A construção da Prisão Provisória, ao lado da Penitenciária Estadual de Londrina (PEL), começou em setembro do ano passado. A princípio, a obra estava prevista para ser concluída em abril. O prazo foi prorrogado para maio e depois anunciado que a inauguração aconteceria neste mês. Foram investidos cerca de R$ 690 mil na obra, que terá 24 celas, com capacidade para seis presos cada uma.
As obras da prisão foram objeto de polêmica por muitos meses por causa da sua destinação. Inicialmente, a obra pertencia à Secretaria Estadual da Justiça e seria utilizada apenas para presos condenados à espera de algum benefício ou julgamento de recursos do Tribunal de Justiça do Estado.

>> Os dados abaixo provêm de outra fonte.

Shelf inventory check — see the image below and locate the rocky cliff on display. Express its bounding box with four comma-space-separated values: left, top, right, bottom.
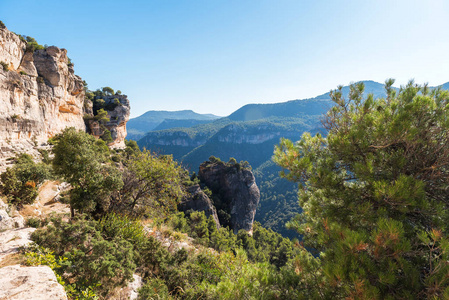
0, 27, 129, 168
178, 184, 220, 228
86, 95, 130, 148
198, 159, 260, 233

Assim, muitos presos não condenados que superlotam o distrito não poderiam ser levados para a prisão.
Em fevereiro deste ano, o secretário estadual de Justiça, Eduardo Rocha Virmond, anunciou que a prisão iria funcionar temporariamente como cadeião - podendo receber detentos não condenados - até a construção da Cadeia Pública, também na zona sul. O acordo foi feito com o então secretário de Segurança Pública, Cândido Martins de Oliveira (atualmente chefe da Casa Civil).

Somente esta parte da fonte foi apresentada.